Erika ha il viso solcato di lacrime e il naso che cola.
"Ci siamo pentiti subito di quello che avevamo fatto ma non potevamo tornare indietro."
Nonna mi prende la mano invitandomi a guardarla.
"Tu non lo sai ma hanno continuato a far parte della tua vita. Quando ti sei diplomata, loro erano lì. Ai tuoi esami all'università loro erano lì. Alla tua laurea erano lì."
"Quella volta ci siamo fatti vedere ma tu ci hai fatto capire che non volevi avere niente a che fare con noi. Da allora in poi ti abbiamo guardata da lontano, tramite quello che nonna ci diceva."
Fa una pausa e poi riprende: "dopo poco però, hai respinto anche nonna."
"Quella è un'altra storia. Le ho chiesto scusa e comunque non vi riguarda."

Erika guarda Marco. Si passa la lingua sulle labbra e poi affonda i denti nel
labbro inferiore.
"Capiamo. Immagino che la mia speranza più grande sia che possiamo ricominciare. So che non sarò mai la madre che avresti voluto né quella che meriti, ma sei mia figlia e mi piacerebbe ricominciare. Se me lo consentirai. Ti conosciamo. Non sei cambiata da allora e..."
"Ti sbagli." Dico. "Credete di conoscermi, ma non è così. Sono cambiata molto da allora."
Lei annuisce. Marco inizia poi a parlare.
"Hai ragione. Ci piacerebbe provare a conoscerti."
Scrollo le spalle, non sapendo come replicare. Li ho odiati per così tanto tempo e portato loro un tale rancore per avermi abbandonato che mi risulta molto difficile accettare questa nuova situazione e ripartire da zero.

A quel punto avverto gli sguardi di tutti puntati su di me.
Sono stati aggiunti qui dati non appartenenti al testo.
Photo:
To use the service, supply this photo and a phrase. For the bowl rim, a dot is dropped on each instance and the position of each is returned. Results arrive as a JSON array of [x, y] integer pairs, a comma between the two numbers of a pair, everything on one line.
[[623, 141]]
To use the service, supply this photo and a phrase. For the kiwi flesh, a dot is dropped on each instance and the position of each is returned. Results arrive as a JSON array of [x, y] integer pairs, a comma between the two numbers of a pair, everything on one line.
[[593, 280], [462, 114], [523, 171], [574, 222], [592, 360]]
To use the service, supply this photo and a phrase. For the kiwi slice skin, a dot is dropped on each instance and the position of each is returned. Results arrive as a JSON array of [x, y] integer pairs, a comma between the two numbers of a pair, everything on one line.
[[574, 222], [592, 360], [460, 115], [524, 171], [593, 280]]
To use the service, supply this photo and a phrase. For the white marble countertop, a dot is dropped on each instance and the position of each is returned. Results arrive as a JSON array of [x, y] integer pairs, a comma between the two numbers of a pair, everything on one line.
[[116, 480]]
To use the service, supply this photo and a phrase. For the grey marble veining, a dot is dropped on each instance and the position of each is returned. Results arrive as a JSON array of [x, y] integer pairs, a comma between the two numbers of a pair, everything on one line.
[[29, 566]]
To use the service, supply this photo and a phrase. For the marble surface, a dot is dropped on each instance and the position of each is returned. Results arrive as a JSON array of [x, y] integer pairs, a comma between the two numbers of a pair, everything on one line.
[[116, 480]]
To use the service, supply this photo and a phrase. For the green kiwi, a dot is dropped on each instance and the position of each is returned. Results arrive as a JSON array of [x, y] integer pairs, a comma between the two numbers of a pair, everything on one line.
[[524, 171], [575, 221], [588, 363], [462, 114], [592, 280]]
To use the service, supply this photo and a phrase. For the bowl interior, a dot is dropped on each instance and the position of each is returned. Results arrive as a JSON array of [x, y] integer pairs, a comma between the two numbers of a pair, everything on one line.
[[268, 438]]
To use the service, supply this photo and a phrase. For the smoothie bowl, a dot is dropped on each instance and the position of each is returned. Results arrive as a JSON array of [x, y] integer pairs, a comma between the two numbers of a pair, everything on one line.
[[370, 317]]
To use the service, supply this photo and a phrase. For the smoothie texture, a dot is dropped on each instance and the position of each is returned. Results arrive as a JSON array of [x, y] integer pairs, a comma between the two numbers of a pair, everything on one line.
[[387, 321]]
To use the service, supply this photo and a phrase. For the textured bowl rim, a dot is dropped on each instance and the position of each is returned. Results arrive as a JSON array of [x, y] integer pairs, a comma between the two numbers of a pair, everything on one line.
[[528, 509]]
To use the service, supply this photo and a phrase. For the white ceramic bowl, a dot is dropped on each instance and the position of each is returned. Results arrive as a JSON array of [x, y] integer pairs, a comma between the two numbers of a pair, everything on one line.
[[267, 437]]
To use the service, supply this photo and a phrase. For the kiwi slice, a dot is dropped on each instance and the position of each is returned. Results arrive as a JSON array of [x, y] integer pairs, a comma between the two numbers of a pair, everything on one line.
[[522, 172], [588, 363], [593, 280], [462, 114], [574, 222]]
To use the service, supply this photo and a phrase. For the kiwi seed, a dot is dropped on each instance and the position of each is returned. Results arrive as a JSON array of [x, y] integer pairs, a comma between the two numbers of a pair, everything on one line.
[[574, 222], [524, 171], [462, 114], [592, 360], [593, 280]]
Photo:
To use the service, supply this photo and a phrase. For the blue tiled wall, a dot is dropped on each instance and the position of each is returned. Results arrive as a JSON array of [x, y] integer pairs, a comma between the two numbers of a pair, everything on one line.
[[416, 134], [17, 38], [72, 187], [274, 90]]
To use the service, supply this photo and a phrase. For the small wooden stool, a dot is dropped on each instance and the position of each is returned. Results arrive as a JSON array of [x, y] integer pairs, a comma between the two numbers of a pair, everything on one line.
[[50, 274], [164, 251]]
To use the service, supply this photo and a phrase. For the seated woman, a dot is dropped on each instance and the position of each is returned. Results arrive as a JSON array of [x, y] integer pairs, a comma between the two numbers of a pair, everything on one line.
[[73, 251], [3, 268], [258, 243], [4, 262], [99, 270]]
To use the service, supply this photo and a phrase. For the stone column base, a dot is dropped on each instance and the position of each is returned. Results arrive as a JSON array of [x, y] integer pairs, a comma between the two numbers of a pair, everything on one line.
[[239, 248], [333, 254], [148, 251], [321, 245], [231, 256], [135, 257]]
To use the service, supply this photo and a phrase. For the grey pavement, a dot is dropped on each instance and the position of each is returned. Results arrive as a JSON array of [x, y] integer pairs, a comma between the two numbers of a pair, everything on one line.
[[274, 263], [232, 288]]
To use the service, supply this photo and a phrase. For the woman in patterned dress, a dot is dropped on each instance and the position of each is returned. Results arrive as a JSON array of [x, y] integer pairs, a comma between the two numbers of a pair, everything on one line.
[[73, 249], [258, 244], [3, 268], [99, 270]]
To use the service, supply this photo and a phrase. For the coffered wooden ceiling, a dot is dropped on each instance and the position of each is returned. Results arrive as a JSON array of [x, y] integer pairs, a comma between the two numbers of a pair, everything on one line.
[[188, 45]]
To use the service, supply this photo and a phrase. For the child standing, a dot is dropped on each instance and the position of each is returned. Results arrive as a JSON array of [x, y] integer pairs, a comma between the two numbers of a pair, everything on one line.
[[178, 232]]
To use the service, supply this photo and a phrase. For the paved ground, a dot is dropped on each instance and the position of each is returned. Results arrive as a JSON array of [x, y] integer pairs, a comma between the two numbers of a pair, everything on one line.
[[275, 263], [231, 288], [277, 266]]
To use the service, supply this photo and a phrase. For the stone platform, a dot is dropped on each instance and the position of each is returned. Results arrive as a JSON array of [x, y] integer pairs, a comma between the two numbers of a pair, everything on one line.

Chiudo gli occhi, non volendo essere giudicata per ciò che provo. Ho avuto anni per volergli bene e ancora più tempo per sentire la loro mancanza… e alla fine per odiarli. Non è facile ricominciare.
"Non so se potrò mai perdonarvi, né se ci sia un posto per voi nel mio cuore. Forse in futuro, ma di sicuro non adesso."
Mi alzo in piedi e percorro la strada a ritroso.
Vorrei perdonarli. Oh, quanto vorrei, ma non servirebbe ad alleviare la sofferenza che ho provato. Non chiuderebbe la voragine che hanno aperto tanti anni fa nel mio cuore. Solo il tempo potrà guarire le ferite.
"Mi dispiace!" Sento singhiozzare Erika alle mie spalle.
Non mi volto e proseguo. Passando accanto ad Harry gli sussurro: "ora puoi mandarli via." Non guardo la sua espressione ma proseguo. Salgo le scale e arrivo in stanza con il corpo scosso dai brividi.
Mi lascio cadere per terra in ginocchio. Mi cingo il petto con le braccia per proteggermi. Senza rendermene conto sento un corpo caldo aderire al mio e un braccio circondarmi il petto.
È Harry. Non dice niente. Mi abbraccia soltanto. E va bene così.